I can’t use your pypi package right now. It would be possible to use it if we remove
device parameter from nn.Module classes and split TabNet class in two - one for dealing with embeddings and one for ‘pure’ TabNet. Handling embeddings is framework-specific and is done differentely in fastai.
You can look at the example of proposed split here
I would be happy to provide a PR if such changes are desirable.
Great to hear that things are working correctly.
device everywhere, you are probably right and we were just over cautious by putting this in every function. If you need to separate the embeddings from the main network in order to be able to integrate directly the code to fastai and avoid code duplication then go for it! Feel free to open a PR and propose your changes and I’ll review this carefully.
I’ve checked against example notebooks, it seems to work.
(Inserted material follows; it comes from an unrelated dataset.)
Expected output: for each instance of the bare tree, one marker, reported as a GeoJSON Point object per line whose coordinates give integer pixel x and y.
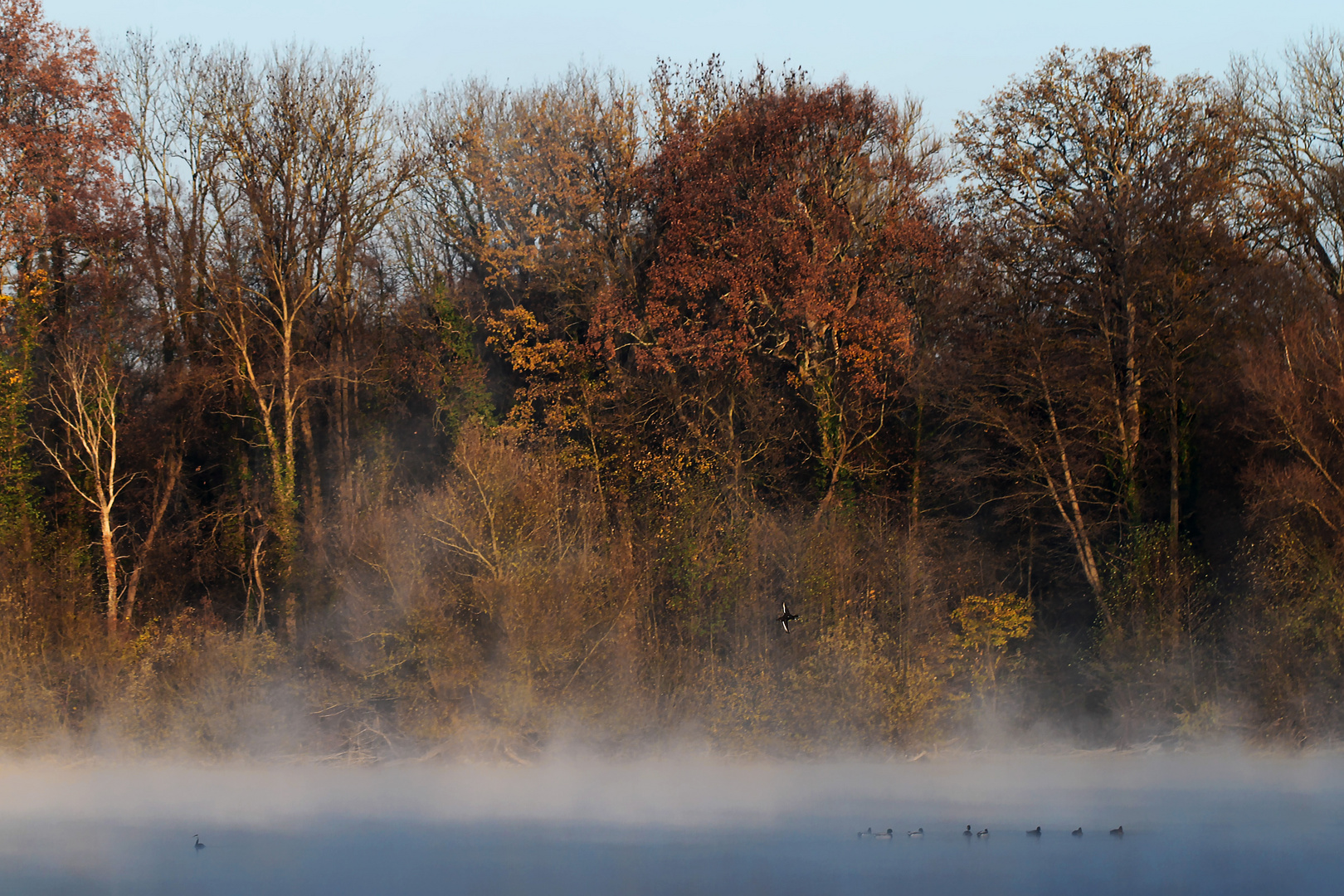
{"type": "Point", "coordinates": [84, 401]}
For what it’s worth, I achieved 99.3% test accuracy with CatBoost using your pre-processing idea of having both continuous and categorical variables.
@grankin I’m trying to think about how we could incorporate this into the library because having two options (one where we can directly point to how a model behaves and one that we can “somewhat”) and both can get almost the same exact accuracy could be very valuable! Perhaps something like a
tabnet_learner? (we’d have a few weeks to figure out if we wanted to because Jeremy et al are working on finishing their book)
@muellerzr great idea! I believe it’s worth digging into explainability of TabNet.